„Frankreich bietet beste Voraussetzungen für einen schnellen Ausbau der Elektromobilität“

Verfasst von am 29.04.2019 - 3 min

Auf der 32. Ausgabe des Electric Vehicle Symposium (EVS32) vom 19. bis 22. Mai trafen vier Tage lang Wissenschaftler, Industrielle und Politiker aus aller Welt zusammen. Obwohl es diese Veranstaltung schon seit 50 Jahren gibt, wird ihr Ziel immer aktueller: ein breit angelegter Ausbau der Elektromobilität. 2019 fand das Symposium in Frankreich, genauer gesagt in Lyon, statt. Erläuterungen von Joseph Beretta, dem Präsidenten des französischen Verbands für Elektromobilität „Avere-France“.

Avere-France wurde mit der Organisation des Symposiums EVS32 betraut.

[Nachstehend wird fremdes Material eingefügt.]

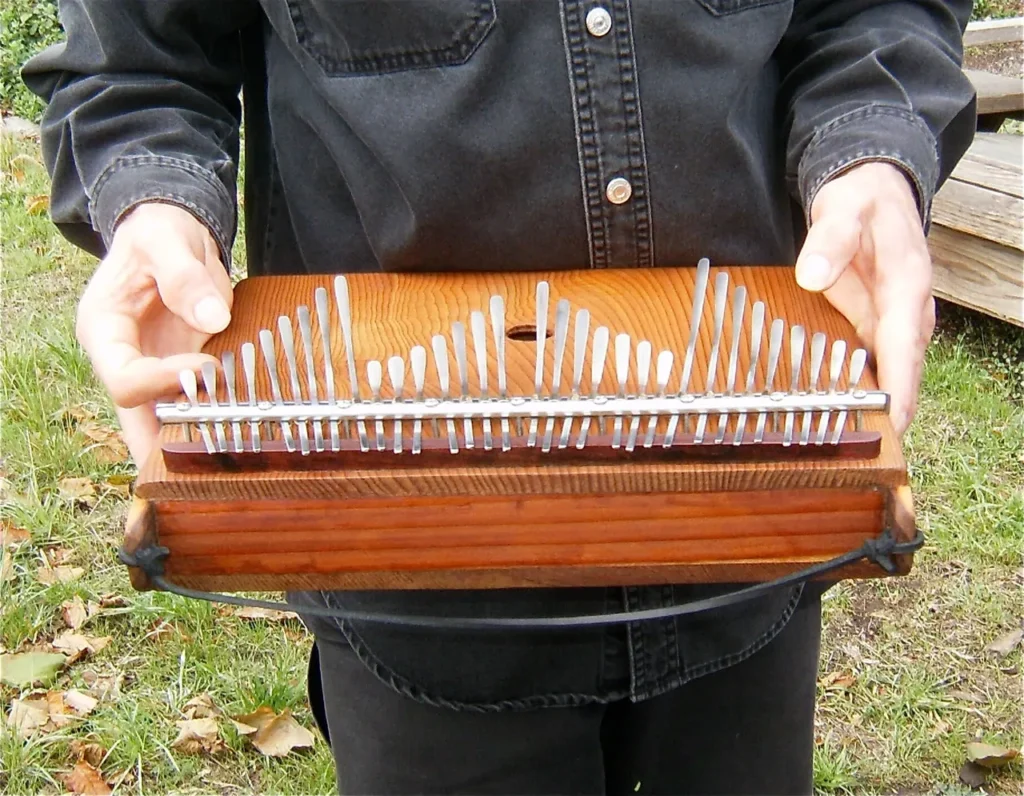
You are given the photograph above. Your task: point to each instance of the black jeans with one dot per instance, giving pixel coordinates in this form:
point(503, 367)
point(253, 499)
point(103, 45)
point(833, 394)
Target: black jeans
point(745, 729)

Worin besteht das Prinzip dieser Veranstaltung?

EVS ist zunächst einmal ein wissenschaftliches Kolloquium mit über 150 Vorträgen zu den technischen Aspekten des Elektroautos, der Batterien oder neuer Ladetechnologien. Dessen Organisation wird von der WEVA (World Electric Vehicle Association) gesteuert, in der alle nationalen Verbände Europas, Asiens und Amerika vertreten sind. Das Event findet im Wechsel auf allen drei Kontinenten statt. 2019 waren die europäischen Avere-Mitglieder an der Reihe, das Gastgeberland und dessen Bewerberstadt auszuwählen, und wir freuen uns, dass die Wahl auf Lyon fiel.

Wir haben das Konzept verändert und bieten neben wissenschaftlichen Vorträgen auch Sitzungen an, die stärker auf industrielle oder politische Aspekte ausgerichtet sind. Wir werden alle wichtigen Themen im Zusammenhang mit dem Elektroauto erörtern, wie beispielsweise die Verbesserung der Ladeinfrastruktur, autonome Fahrzeuge oder Smart Grids. Das EVS32 umfasst außerdem einen großen Ausstellungsbereich, in dem die wichtigsten europäischen, amerikanischen und asiatischen Akteure des Sektors zusammenkommen. Die breite Öffentlichkeit konnte am 19. Mai 2019 den ganzen Tag lang Elektrofahrzeuge entdecken und unter realen Bedingungen testen.

Inwiefern decken sich die Ziele des Symposiums EVS32 mit den Zielen von Avere-France?

 

Joseph Beretta, Präsident von AVERE-France
Joseph Beretta, Präsident von AVERE-France

Avere-France arbeitet seit seiner Gründung im Jahr 1978 an der Entwicklung des Elektroautos. Wir repräsentieren das gesamte Ecosystem der Elektromobilität, von Energiespezialisten über Versicherungen, Autohersteller und Forschungslabors bis hin zu den Kommunen, in denen Elektroautos täglich eingesetzt werden.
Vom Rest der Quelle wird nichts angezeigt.